Install Guide

YALP is designed to be installed on multiple servers, with different components running on separate machines. It can just as easily be installed on a single machine. This guide will show how to setup all components on a single host, but will also describe how the components could easily be distributed.

Celery Broker

Since YALP uses Celery for communication between components, a broker must be installed. For this guide, the default broker rabbitmq will be used.

To install rabbitmq under Ubuntu.

$ sudo apt-get install rabbitmq-server

Installing YALP

For now the easiest way to YALP is installed in a virtualenv.

$ virtualenv /srv/yalp_env
$ source /srv/yalp_env/bin/activate

Then install via pypi using pip or easy_install.

(yalp_env) $ pip install yalp

The three components yalp-inputs, yalp-parsers and yalp-outputs, should now be accessible.

Configuration

YALP uses a single YAML configuration file for all three components. Generally the config file should be consistent throughout the infrastructure, with the exception of the yalp-inputs configuration, which should be specific to the host where the input is being collected.

The first section of the config file deals with Celery configuration.

# Celery configuration
broker_url: amqp://guest:guest@localhost:5672//
parser_queue: parsers
output_queue: outputs
parser_worker_name: parser-workers
output_worker_name: output-workers
broker_url
This is the connection uri for connecting to the broker.
parser_queue
This is the name of the queue that the Parsers will watch for tasks. This can be set to any name so that it is easily identifiable, especially if the broker is being used for other services. The default name is parsers.
output_queue
This is the name of the queue that the Outputs will watch for tasks. This can be set to any name so that it is easily identifiable, especially if the broker is being used for other services. The default name is outputs.
parser_worker_name
This is the name on the Parser processes so that can easily be identifies via tools like ps.
output_worker_name
This is the name on the Output processes so that can easily be identifies via tools like ps.

The next section of the config is for plugin configuration.

# Plugin configuration
input_packages:
  - yalp.inputs
parser_packages:
  - yalp.parsers
output_packages:
  - yalp.outputs

Each option contains a list of python packages that contain plugin modules for the specific component. This allows to specifying custom or third-part plugins. The defaults are in the example above.

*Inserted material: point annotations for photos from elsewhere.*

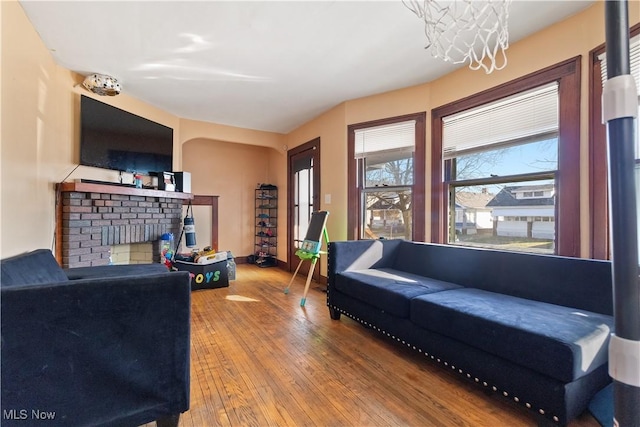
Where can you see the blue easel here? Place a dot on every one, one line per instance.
(310, 249)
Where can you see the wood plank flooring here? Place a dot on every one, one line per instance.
(259, 359)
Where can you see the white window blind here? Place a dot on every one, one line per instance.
(634, 55)
(515, 118)
(396, 136)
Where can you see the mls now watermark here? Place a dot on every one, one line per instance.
(27, 414)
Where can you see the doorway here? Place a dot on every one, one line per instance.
(303, 198)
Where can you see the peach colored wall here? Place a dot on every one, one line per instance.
(40, 133)
(331, 127)
(575, 36)
(191, 129)
(231, 171)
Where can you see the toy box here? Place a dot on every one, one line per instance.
(205, 276)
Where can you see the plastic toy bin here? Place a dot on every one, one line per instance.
(205, 276)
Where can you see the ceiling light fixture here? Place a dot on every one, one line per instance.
(466, 30)
(102, 84)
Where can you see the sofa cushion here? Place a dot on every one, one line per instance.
(388, 289)
(36, 267)
(561, 342)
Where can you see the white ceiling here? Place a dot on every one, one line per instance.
(265, 65)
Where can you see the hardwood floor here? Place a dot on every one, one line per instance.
(259, 359)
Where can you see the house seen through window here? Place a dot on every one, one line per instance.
(500, 163)
(385, 164)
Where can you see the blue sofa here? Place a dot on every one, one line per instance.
(532, 328)
(93, 346)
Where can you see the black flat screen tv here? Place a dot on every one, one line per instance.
(112, 138)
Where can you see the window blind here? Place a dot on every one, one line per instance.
(396, 136)
(634, 55)
(518, 117)
(634, 62)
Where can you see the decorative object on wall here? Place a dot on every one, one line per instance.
(466, 30)
(102, 84)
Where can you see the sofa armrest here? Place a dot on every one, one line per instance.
(361, 254)
(101, 351)
(115, 271)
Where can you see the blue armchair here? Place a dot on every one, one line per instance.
(96, 346)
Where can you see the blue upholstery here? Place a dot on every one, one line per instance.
(110, 350)
(561, 342)
(534, 328)
(388, 289)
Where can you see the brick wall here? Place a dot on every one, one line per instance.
(93, 222)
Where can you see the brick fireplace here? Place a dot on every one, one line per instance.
(92, 218)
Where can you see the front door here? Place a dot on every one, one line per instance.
(304, 197)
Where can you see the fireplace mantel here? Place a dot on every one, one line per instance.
(93, 217)
(85, 187)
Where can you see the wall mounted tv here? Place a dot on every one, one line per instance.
(112, 138)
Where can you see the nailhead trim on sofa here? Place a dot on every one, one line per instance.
(437, 359)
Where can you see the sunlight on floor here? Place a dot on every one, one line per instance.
(240, 298)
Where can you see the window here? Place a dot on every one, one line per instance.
(505, 168)
(598, 147)
(386, 169)
(500, 158)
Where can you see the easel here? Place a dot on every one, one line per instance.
(310, 249)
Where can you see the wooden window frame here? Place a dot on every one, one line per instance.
(567, 74)
(598, 154)
(418, 188)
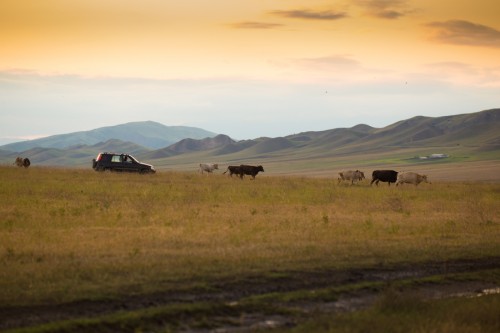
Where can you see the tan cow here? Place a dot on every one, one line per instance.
(351, 175)
(208, 167)
(411, 178)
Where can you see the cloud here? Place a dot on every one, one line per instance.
(385, 9)
(464, 33)
(255, 25)
(326, 15)
(337, 61)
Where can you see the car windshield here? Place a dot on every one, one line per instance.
(132, 159)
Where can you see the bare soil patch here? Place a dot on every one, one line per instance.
(232, 293)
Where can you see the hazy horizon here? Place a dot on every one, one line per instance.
(246, 69)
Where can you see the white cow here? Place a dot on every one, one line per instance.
(208, 167)
(351, 175)
(411, 178)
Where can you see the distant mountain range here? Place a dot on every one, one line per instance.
(150, 134)
(474, 135)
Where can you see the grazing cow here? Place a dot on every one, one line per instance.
(250, 170)
(22, 162)
(388, 176)
(233, 169)
(411, 178)
(351, 175)
(208, 167)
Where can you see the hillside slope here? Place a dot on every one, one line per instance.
(149, 134)
(465, 137)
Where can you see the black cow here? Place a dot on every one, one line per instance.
(250, 170)
(388, 176)
(233, 169)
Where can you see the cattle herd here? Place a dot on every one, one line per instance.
(352, 176)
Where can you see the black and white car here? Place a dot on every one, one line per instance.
(120, 162)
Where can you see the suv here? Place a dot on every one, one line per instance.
(120, 162)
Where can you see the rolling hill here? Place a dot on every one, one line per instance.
(149, 134)
(465, 137)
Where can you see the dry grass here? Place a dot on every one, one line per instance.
(72, 234)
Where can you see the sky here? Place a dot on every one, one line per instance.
(246, 68)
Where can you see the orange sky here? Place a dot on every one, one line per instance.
(165, 39)
(294, 41)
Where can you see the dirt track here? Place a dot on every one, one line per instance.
(231, 292)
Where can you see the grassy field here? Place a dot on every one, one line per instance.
(72, 234)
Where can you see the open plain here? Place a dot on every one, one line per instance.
(178, 251)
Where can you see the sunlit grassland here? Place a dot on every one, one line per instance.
(69, 234)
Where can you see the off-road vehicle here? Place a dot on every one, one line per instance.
(120, 162)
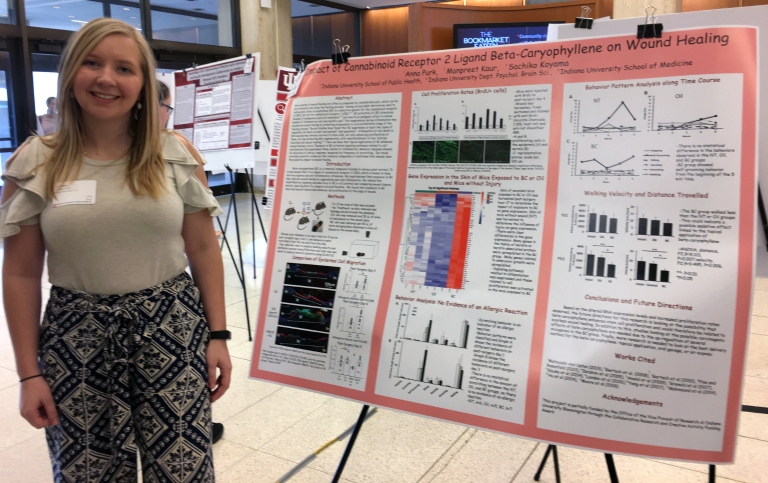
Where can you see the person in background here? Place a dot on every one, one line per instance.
(132, 350)
(164, 96)
(46, 123)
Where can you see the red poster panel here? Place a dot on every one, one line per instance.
(550, 240)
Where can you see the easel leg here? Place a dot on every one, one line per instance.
(550, 449)
(611, 468)
(761, 209)
(226, 222)
(258, 213)
(350, 444)
(240, 253)
(253, 219)
(224, 241)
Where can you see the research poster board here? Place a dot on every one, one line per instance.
(756, 16)
(214, 104)
(551, 240)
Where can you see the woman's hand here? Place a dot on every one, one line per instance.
(37, 404)
(218, 357)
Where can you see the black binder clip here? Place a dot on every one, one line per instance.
(339, 54)
(650, 29)
(584, 22)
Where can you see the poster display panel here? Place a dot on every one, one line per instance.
(551, 240)
(214, 104)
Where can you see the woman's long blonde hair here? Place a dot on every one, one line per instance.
(145, 174)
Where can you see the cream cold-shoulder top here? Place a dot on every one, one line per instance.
(121, 243)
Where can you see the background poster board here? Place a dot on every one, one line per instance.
(245, 157)
(552, 240)
(214, 104)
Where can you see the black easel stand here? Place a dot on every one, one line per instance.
(761, 209)
(611, 468)
(550, 449)
(350, 444)
(553, 449)
(255, 207)
(241, 272)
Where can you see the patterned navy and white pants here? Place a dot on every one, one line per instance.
(128, 371)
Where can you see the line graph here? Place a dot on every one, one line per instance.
(311, 275)
(705, 123)
(607, 169)
(597, 166)
(302, 339)
(305, 318)
(621, 120)
(695, 125)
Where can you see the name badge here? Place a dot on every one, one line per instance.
(80, 192)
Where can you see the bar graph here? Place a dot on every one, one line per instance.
(655, 228)
(647, 266)
(596, 262)
(652, 226)
(437, 124)
(426, 366)
(602, 224)
(346, 362)
(484, 119)
(436, 246)
(414, 326)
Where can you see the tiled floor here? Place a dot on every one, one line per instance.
(269, 428)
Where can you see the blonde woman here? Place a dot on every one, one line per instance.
(129, 347)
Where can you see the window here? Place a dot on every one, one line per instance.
(128, 12)
(62, 15)
(193, 21)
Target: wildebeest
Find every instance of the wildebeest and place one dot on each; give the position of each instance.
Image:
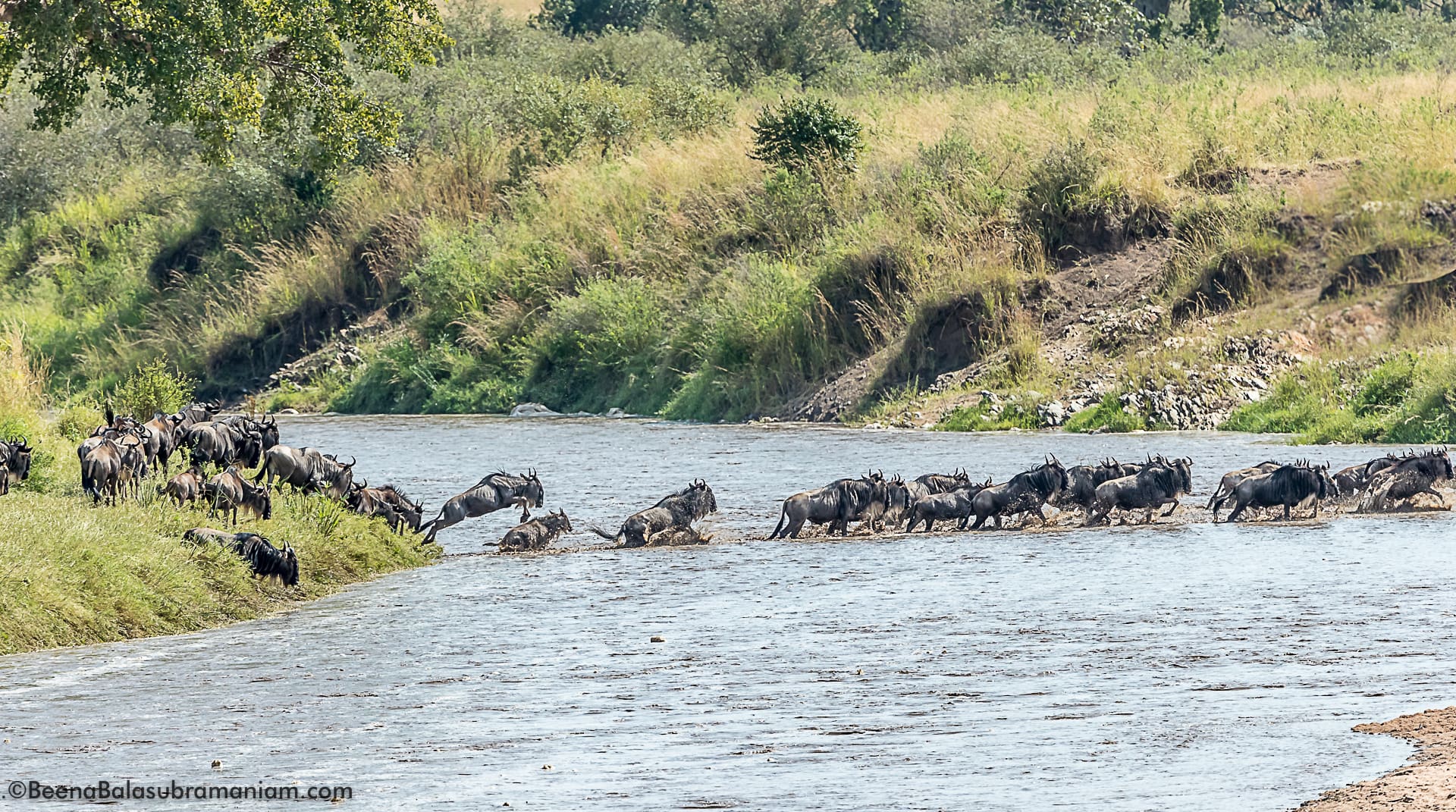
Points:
(1411, 475)
(1357, 478)
(1288, 485)
(229, 491)
(1082, 482)
(491, 494)
(536, 535)
(262, 558)
(306, 469)
(185, 488)
(1158, 482)
(1231, 479)
(836, 505)
(674, 511)
(15, 456)
(949, 505)
(389, 503)
(999, 501)
(101, 469)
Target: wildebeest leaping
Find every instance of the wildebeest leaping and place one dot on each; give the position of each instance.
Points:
(674, 511)
(491, 494)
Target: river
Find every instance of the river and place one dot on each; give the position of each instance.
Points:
(1196, 668)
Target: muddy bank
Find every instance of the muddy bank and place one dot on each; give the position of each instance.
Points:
(1427, 782)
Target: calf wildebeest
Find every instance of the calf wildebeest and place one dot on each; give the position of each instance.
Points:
(491, 494)
(1286, 485)
(998, 501)
(229, 491)
(674, 511)
(1357, 478)
(1158, 484)
(306, 469)
(536, 535)
(262, 558)
(1413, 475)
(1082, 482)
(15, 456)
(1231, 479)
(185, 488)
(836, 505)
(949, 505)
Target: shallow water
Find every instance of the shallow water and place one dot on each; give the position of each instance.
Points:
(1197, 667)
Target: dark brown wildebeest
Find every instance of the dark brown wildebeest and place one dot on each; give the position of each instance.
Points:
(836, 505)
(1357, 478)
(229, 491)
(1411, 476)
(1288, 485)
(15, 456)
(1082, 482)
(1229, 481)
(491, 494)
(535, 535)
(308, 470)
(674, 511)
(101, 469)
(1158, 484)
(187, 487)
(1041, 485)
(949, 505)
(262, 558)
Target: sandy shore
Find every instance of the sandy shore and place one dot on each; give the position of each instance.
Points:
(1426, 783)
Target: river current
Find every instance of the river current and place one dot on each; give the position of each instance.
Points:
(1191, 667)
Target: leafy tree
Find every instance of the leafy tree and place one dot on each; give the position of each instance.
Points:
(218, 66)
(807, 133)
(593, 17)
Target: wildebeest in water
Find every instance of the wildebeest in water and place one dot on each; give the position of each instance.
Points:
(836, 505)
(262, 558)
(1159, 482)
(491, 494)
(1411, 476)
(1024, 492)
(674, 511)
(1285, 487)
(536, 535)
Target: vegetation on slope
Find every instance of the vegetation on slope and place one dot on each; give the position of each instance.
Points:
(109, 574)
(577, 220)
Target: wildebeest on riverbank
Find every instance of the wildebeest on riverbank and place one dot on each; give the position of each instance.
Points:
(262, 558)
(673, 513)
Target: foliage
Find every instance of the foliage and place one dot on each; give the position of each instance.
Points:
(808, 133)
(153, 387)
(593, 17)
(271, 66)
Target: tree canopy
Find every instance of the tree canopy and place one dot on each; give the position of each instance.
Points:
(280, 67)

Next is the inputs section.

# Input configuration
inputs:
  - file:
      path: '/var/log/nginx/access.log'

This section contains a list of inputs to monitor for events. This example is set to monitor /var/log/messages. The type option limits what parsers and outputers will process this input. Only parsers are outputs that have the same type will process the message. The general format is as follows.

inputs:
  - <module>:
      <option>: <value>
      ...
      <option>: <value>
  - <module>:
      <option>: <value>
      ...
      <option>: <value>

The last two sections are similar to the inputs section but are for configuring the parsers and outputs.

parsers:
  - grok:
      pattern: '%{COMBINEDAPACHELOG}'

outputs:
  - elasticsearch:
      uri: http://localhost:9200

This configures the parsers to pass the message to the outpers without modifing it. The message will then to output to mongodb running on the same machine.